= Small World (British TV series) =

Small World is a 1988 British television drama based on David Lodge's 1984 novel Small World: An Academic Romance. Structured as six one-hour episodes, its producer was Steve Hawes, and its director was Robert Chetwyn. Howard Schuman wrote the screenplay, in consultation with Lodge. The titles of the six episodes are:
- Part 1 - 'April Is the Cruellest Month'
- Part 2 - 'The Lady of Situations'
- Part 3 - 'Unreal Cities'
- Part 4 - 'What Shall We Do Tomorrow?'
- Part 5 - 'Throbbing and Waiting'
- Part 6 - 'Hurry up Please, It's Time'

Each episode opens with Persse McGarrigle speaking into a tape recorder at the underground chapel at Heathrow Airport, for communication to his mentor Professor McCreedy.
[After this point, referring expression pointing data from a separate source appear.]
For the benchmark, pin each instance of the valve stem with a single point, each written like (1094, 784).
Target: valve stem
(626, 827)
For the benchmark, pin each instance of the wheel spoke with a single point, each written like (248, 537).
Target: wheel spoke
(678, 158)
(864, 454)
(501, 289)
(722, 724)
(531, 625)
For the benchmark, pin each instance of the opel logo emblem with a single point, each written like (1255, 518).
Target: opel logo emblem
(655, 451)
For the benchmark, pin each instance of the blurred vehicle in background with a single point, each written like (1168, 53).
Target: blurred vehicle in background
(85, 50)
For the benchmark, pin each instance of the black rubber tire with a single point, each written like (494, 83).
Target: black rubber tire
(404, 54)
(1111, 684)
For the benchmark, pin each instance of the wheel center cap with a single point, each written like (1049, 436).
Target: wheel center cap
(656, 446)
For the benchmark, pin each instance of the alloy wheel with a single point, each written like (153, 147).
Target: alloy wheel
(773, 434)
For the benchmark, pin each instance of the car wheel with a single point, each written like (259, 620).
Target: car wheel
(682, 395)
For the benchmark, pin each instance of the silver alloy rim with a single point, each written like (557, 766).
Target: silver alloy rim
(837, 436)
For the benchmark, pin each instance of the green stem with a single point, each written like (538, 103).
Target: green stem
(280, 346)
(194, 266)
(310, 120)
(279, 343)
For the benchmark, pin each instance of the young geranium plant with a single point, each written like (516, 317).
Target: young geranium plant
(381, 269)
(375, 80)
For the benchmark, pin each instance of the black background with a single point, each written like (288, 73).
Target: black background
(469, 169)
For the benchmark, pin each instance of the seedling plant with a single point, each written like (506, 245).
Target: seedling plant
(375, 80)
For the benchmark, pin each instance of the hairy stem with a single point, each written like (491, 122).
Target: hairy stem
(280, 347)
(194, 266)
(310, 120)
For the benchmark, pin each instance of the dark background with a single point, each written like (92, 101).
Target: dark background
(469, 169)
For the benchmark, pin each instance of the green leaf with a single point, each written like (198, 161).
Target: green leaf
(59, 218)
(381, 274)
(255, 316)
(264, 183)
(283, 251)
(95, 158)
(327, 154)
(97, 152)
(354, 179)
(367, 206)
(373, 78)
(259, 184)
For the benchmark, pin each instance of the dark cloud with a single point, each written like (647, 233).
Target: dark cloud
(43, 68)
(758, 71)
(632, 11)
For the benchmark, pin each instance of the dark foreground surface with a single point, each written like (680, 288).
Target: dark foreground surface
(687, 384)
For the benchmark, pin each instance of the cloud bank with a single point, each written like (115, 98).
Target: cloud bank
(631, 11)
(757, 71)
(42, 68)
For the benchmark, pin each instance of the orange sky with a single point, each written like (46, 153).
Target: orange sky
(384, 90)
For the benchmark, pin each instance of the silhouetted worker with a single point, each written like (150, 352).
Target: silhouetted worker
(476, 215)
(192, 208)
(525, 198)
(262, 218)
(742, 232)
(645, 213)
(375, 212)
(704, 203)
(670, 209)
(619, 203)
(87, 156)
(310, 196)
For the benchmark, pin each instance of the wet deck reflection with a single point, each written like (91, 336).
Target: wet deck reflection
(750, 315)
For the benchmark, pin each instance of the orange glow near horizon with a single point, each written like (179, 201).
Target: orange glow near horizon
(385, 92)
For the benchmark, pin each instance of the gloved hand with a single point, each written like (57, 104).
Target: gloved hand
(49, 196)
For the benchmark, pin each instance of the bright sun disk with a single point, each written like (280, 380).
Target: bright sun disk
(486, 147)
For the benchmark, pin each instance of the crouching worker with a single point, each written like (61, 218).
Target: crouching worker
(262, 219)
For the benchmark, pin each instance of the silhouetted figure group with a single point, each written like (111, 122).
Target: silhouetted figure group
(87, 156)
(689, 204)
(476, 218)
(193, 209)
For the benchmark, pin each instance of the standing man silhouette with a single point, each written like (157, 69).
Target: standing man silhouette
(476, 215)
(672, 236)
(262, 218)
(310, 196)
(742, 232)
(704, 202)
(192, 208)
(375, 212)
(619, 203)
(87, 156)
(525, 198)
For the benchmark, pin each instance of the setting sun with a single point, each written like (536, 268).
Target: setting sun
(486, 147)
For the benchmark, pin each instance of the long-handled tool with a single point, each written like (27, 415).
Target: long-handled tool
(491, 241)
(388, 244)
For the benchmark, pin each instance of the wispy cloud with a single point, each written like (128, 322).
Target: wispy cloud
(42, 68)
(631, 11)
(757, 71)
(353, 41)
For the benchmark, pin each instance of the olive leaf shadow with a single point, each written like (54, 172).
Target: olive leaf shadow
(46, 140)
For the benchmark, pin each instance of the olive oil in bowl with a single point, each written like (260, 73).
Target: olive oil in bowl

Stuart Laing has described various changes and simplifications in the transition of the novel to the TV series.

==Cast==
- Finbar Lynch (Persse McGarrigle)
- Stephen Moore (Philip Swallow)
- John Ratzenberger (Morris Zapp)
- Sarah Badel (Hilary Swallow / Joy Simpson)
- Rachel Kempson (Miss Maiden)
- Leonie Mellinger (Angelica Pabst / Lily Pabst)
- Sheila Gish (Fulvia Morgana / Desirée Zapp)
- Anthony Newlands (Jacques Textel)
- Marc de Jonge (Michel Tardieu)
- Charles Gray (Rudyard Parkinson)
- John Rogan (Professor McCreedy)
- David Milton-Jones (Albert)
- Julie Peasgood (Cheryl Summerbee)
- Frederick Jaeger (Siegfried von Turpitz)
- Malcolm Storry (Ronald Frobisher)
- Peter Cellier (Felix Skinner)
- Lewis Fiander (Robin Dempsey)
- Jeffrey Gardiner (Robert Sutcliffe)
- Robert Flemyng (Arthur Kingfisher)
- Marie-Elise Grepne (Gloria)
- Guy Moore (Matthew Swallow)
- Cecilia-Marie Carreon (Song-Mi Lee)
- Britt Morrow (Bernadette)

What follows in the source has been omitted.